Camus took this very question into account when he said “[t]here is but one truly serious philosophical problem, and that is suicide. Judging whether life is or is not worth living amounts to answering the fundamental question of philosophy”. This issue must come before all else because, if one wishes to live one’s philosophy, this will dictate whether or not one should commit suicide. Camus looks around at people dying by their own, or other’s, hands when he says “I see many people die because they judge that life is not worth living. I see others paradoxically getting killed for the ideas or illusions that give them a reason for living (what is called a reason for living is also an excellent reason for dying)”, and thus Camus begins a journey.
But counter to Schopenhauer’s view of suicide, Camus essentially said “fuck that”. For him, the answer is simple: “revolt”. Killing oneself is an act of weakness, of cowardice. A reaction to not being able to understand life. This revolt can take many forms, from the artist, to the hedonist, to the imperialist, it just requires an embrasure of the now. As much as it pains me to say this, rap artist Drake was on to something when he said “You only live once ‒ that’s the motto nigga YOLO” in his song The Motto.
Camus provides a perfect analogy for man to live by, the story of Sisyphus. According to Greek mythology, Sisyphus was a king who was constantly being deceitful towards the gods (who didn’t take kindly to that). The gods punished him by forcing him to push a boulder up a hill just to see it roll back. He was then forced to repeat the action for eternity. (x)
Camus likens the human condition, that of mindless work, school, etc. to that of Sisyphus. We are like small ants running around doing mindless tasks for as long as our tenure in this universe allows. But for Camus, that is not enough. He says man should be like Sisyphus, to not just engage in these tasks, but to be joyful. To be happy. The absurd man stares this pointlessness in the face and laughs, for, as Camus concludes, “[t]he struggle itself toward the heights is enough to fill a man’s heart. One must imagine Sisyphus happy”.

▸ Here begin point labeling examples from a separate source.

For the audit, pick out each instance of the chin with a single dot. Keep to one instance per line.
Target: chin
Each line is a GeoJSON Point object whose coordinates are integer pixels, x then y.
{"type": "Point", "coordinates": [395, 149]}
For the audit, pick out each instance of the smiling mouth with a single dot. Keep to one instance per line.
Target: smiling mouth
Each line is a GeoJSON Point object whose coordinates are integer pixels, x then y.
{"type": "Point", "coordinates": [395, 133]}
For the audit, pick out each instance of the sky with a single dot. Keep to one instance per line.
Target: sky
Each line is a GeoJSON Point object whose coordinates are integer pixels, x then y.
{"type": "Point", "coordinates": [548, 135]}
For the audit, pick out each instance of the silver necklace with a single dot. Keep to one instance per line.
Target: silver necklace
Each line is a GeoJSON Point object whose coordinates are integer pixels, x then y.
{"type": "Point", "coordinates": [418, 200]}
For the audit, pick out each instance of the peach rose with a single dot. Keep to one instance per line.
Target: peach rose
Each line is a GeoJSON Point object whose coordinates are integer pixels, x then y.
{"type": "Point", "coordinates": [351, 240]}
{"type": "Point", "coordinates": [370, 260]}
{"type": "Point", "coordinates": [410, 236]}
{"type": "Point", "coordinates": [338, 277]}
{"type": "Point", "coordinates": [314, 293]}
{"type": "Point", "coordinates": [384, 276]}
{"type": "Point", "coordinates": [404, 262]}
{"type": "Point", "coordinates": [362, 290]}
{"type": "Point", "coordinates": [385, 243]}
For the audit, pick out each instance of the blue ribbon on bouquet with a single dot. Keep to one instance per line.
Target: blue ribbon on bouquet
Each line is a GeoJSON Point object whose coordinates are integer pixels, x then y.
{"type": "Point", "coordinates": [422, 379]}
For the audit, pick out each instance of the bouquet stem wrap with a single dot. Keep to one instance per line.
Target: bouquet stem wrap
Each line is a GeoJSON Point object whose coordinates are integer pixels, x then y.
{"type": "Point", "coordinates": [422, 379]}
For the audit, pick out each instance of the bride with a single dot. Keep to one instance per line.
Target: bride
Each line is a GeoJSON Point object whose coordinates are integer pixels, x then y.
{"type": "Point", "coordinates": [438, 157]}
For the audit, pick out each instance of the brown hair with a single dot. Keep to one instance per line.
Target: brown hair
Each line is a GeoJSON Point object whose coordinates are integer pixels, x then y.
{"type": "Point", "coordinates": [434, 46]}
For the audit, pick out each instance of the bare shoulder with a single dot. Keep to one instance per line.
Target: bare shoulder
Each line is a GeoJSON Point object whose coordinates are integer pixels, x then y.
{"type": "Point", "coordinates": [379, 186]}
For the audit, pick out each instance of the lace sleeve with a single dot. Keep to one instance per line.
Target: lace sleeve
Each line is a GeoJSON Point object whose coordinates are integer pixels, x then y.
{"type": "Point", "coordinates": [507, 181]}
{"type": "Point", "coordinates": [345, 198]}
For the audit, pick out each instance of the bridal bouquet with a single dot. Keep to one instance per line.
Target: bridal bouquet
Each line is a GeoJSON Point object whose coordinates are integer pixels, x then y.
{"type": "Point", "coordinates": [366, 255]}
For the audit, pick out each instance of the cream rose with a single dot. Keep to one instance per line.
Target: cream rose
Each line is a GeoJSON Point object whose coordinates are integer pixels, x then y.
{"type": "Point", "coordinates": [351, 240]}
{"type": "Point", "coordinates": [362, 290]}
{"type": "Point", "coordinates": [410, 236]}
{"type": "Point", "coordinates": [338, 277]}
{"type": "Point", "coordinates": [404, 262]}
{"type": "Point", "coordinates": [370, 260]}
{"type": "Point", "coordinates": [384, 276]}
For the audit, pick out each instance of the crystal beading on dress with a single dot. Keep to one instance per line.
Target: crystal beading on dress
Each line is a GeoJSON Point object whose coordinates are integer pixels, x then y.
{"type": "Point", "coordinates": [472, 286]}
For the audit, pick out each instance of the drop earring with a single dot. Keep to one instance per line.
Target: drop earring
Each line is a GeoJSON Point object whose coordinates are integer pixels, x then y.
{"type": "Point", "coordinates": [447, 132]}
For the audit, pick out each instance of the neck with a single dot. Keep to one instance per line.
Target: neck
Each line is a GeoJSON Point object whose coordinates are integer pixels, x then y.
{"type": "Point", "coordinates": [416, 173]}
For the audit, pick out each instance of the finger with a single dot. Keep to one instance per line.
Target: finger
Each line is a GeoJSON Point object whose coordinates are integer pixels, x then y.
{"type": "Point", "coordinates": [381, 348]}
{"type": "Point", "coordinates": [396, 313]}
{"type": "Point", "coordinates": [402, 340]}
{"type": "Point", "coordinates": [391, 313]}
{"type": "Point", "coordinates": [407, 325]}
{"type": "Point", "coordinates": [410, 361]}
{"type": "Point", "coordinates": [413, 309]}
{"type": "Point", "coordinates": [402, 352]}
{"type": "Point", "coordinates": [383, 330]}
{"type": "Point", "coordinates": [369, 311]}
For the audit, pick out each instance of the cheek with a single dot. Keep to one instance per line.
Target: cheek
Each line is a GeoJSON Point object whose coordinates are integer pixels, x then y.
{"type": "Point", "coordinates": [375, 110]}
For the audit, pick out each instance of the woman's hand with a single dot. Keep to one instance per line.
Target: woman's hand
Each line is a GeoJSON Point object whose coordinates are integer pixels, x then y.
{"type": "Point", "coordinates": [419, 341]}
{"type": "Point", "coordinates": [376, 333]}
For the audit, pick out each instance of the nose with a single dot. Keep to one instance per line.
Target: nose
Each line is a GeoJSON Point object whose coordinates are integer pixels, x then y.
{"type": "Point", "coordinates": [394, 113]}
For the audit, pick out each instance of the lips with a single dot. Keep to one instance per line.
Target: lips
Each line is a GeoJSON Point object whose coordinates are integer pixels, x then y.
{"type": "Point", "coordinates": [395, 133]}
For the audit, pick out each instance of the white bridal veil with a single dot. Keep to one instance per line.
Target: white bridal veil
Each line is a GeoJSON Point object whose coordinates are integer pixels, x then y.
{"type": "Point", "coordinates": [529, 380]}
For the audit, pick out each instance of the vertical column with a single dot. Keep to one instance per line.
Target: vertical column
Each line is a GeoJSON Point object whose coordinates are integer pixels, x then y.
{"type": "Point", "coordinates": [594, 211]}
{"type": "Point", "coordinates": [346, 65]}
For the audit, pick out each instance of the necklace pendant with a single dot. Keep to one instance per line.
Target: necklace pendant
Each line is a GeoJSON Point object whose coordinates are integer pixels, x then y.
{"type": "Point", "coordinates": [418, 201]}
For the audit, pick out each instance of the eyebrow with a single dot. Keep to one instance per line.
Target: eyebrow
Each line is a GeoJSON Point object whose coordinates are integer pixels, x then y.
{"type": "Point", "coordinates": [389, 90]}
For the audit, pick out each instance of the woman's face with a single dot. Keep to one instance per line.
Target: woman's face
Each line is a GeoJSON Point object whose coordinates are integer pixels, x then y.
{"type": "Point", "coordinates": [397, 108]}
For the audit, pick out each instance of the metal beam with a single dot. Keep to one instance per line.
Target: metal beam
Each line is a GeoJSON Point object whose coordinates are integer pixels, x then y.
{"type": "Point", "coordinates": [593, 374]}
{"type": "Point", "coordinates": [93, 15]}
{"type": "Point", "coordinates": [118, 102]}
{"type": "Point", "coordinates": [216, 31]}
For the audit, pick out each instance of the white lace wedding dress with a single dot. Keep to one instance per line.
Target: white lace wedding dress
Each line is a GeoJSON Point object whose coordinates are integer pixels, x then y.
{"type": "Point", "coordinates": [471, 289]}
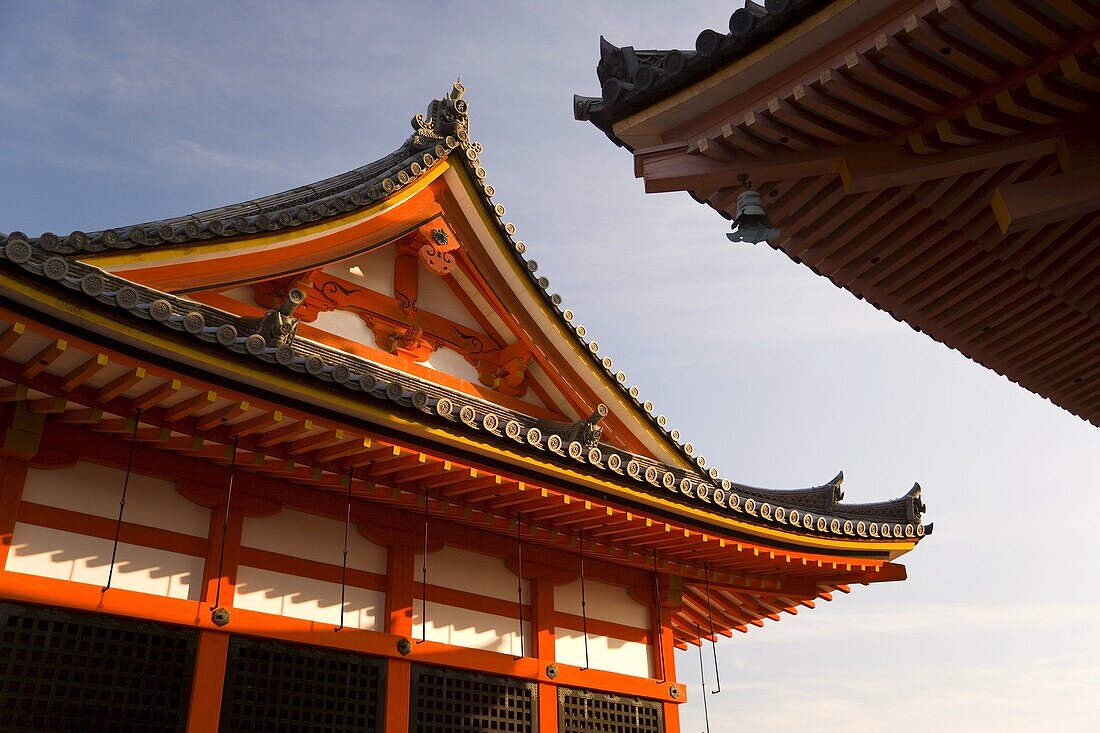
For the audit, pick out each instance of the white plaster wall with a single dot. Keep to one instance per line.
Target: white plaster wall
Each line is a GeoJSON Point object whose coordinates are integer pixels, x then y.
{"type": "Point", "coordinates": [436, 296]}
{"type": "Point", "coordinates": [473, 572]}
{"type": "Point", "coordinates": [373, 270]}
{"type": "Point", "coordinates": [345, 325]}
{"type": "Point", "coordinates": [451, 362]}
{"type": "Point", "coordinates": [299, 534]}
{"type": "Point", "coordinates": [603, 601]}
{"type": "Point", "coordinates": [96, 490]}
{"type": "Point", "coordinates": [473, 630]}
{"type": "Point", "coordinates": [67, 556]}
{"type": "Point", "coordinates": [607, 654]}
{"type": "Point", "coordinates": [305, 598]}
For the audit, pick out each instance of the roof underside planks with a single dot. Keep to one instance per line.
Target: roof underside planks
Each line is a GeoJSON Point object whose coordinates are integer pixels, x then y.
{"type": "Point", "coordinates": [939, 162]}
{"type": "Point", "coordinates": [208, 389]}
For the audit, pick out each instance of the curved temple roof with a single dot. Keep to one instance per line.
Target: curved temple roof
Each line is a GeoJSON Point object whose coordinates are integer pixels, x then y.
{"type": "Point", "coordinates": [633, 79]}
{"type": "Point", "coordinates": [442, 133]}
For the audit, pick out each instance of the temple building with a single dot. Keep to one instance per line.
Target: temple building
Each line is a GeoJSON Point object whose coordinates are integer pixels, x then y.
{"type": "Point", "coordinates": [339, 459]}
{"type": "Point", "coordinates": [938, 159]}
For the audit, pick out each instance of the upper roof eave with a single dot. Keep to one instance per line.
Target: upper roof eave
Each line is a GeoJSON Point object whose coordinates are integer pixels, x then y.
{"type": "Point", "coordinates": [442, 132]}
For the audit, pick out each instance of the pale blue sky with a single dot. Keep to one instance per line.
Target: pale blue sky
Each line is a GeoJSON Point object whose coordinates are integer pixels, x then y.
{"type": "Point", "coordinates": [112, 113]}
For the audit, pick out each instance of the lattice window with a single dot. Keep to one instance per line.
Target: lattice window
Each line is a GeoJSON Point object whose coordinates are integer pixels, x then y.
{"type": "Point", "coordinates": [286, 687]}
{"type": "Point", "coordinates": [455, 701]}
{"type": "Point", "coordinates": [69, 671]}
{"type": "Point", "coordinates": [595, 712]}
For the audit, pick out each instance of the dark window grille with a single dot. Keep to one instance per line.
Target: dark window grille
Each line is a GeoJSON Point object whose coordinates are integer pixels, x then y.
{"type": "Point", "coordinates": [455, 701]}
{"type": "Point", "coordinates": [272, 686]}
{"type": "Point", "coordinates": [595, 712]}
{"type": "Point", "coordinates": [72, 671]}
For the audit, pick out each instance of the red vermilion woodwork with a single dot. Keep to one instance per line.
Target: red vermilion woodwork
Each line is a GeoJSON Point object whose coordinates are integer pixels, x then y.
{"type": "Point", "coordinates": [204, 712]}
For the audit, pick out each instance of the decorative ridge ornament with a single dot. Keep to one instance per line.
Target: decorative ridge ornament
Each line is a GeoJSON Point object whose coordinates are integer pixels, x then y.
{"type": "Point", "coordinates": [365, 186]}
{"type": "Point", "coordinates": [278, 326]}
{"type": "Point", "coordinates": [586, 431]}
{"type": "Point", "coordinates": [446, 118]}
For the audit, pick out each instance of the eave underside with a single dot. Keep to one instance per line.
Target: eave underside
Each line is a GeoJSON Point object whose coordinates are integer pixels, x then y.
{"type": "Point", "coordinates": [86, 396]}
{"type": "Point", "coordinates": [945, 171]}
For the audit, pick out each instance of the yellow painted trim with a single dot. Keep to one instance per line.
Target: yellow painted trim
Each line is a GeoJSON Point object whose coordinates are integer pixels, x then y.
{"type": "Point", "coordinates": [794, 34]}
{"type": "Point", "coordinates": [361, 409]}
{"type": "Point", "coordinates": [569, 338]}
{"type": "Point", "coordinates": [153, 254]}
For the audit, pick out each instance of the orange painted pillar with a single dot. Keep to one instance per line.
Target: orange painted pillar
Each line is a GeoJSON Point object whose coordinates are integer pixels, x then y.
{"type": "Point", "coordinates": [542, 637]}
{"type": "Point", "coordinates": [12, 477]}
{"type": "Point", "coordinates": [205, 708]}
{"type": "Point", "coordinates": [398, 621]}
{"type": "Point", "coordinates": [664, 666]}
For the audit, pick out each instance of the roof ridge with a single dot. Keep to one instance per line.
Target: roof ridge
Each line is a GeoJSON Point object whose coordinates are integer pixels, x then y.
{"type": "Point", "coordinates": [437, 134]}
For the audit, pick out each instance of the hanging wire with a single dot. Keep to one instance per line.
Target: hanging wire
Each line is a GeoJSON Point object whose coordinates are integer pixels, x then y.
{"type": "Point", "coordinates": [714, 638]}
{"type": "Point", "coordinates": [224, 527]}
{"type": "Point", "coordinates": [122, 502]}
{"type": "Point", "coordinates": [424, 575]}
{"type": "Point", "coordinates": [519, 581]}
{"type": "Point", "coordinates": [660, 624]}
{"type": "Point", "coordinates": [702, 679]}
{"type": "Point", "coordinates": [343, 570]}
{"type": "Point", "coordinates": [584, 613]}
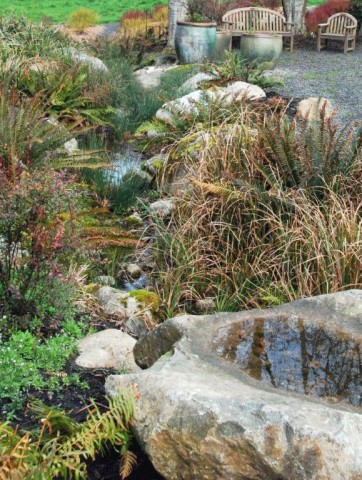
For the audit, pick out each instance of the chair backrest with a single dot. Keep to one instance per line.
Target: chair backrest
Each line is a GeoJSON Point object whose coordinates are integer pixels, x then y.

[Below are some notes that I started to write]
An Absurd Reasoning
Absurdity and Suicide
Camus starts off his essay with the following frank words: “There is but one truly serious philosophical problem, and that is suicide. Judging whether life is or is not worth living amounts to answering the fundamental question of philosophy.” He rationalizes this as being the most fundamental of questions for a few reasons: first, in order to respect a philosopher, he must practice what he preaches (or so says Nietzsche); second, Camus looks around at the world and sees people dying both for values that they deem more important than themselves, as well as because they are simply suicidal; and third, Camus understands that all other philosophical positions can be rescinded with ease, but the question of a value in life cannot. It is in its own world, and thus Camus seeks to evaluate it above all else.
Camus then proceeds to give a mini genealogy of how he views suicide, namely, as an act done solely in one’s heart (he likens it to a piece of artwork) and who’s explanations must transcend the typical “oh, he was sad”. In fact, Camus posits a different view of suicide, one of confession when he says “…killing yourself amounts to confessing. It is confessing that life is too much for you or that you do not understand it” [emphasis added]. This is the prime thing, a lack of understanding of the world and subsequent frustration and suicide. But then Camus says something odd, something I would probably disagree with. He says “the principle can be established that for a man who does not cheat, what he believes to be true must determine his action”…ergo, if one deems life not worth living due to the absurdity of it, suicide is to be had. But here, I feel Camus oversimplifies relations between ideologies and actions. While in an ideal world, each individual would act based upon the specific ideology to which they subscribe, that is not the world we live in. In fact, we live in a world that is completely counter to that. We have “communists” tweeting with their iPhone 5s’ and Nietzscheans (Nietzsche would reject this idolatry) operating under Judeo-Christian morality. So one cannot simplify human relations and actions so easily, but that has little bearing on the rest of this post, just my comments. (All this being said, later Camus does address this somewhat pointing out the irony in it all)
At the end of this section, Camus sums up the point of the essay and that is to see if there is a logical train of thought between “life has no meaning” to “one ought to kill oneself”, if one can carry out the logic of suicide and meaninglessness to the bitter end. For as Camus says, “It is always easy to be logical. It is almost impossible to be logical to the bitter end.”
This next section is crucial to understanding what, and to what extent, “the absurd” actually is. In the beginning, Camus indicates that absurdity is a common occurrence, one which “can strike any man in the face”, but that of course begs the question of what the absurdity actually is. Camus indicates that, in part, the absurd is the inability to understand the deep motivations and thoughts behind human action (suck it psychologists) when he says “it is probably true that a man remains forever unknown to us and that there is in him something irreducible that escapes us”. But this does not portray the whole picture, for Camus concedes that some people can be understood via the “totality of their deeds” which means that, at some level, there is a way to create order, or at least understanding, in the world.
The next important point in Camus’ work comes when he explains how one comes to be open and to question life. Camus indicates that people go through their lives according to habits, that is, the monotony of life. These habits guide individuals through the weeks, months, years, etc. until a simple question arises in their brains, “why?”. This one word question, according to Camus, is enough to turn an average business person into one questioning the nature of existence.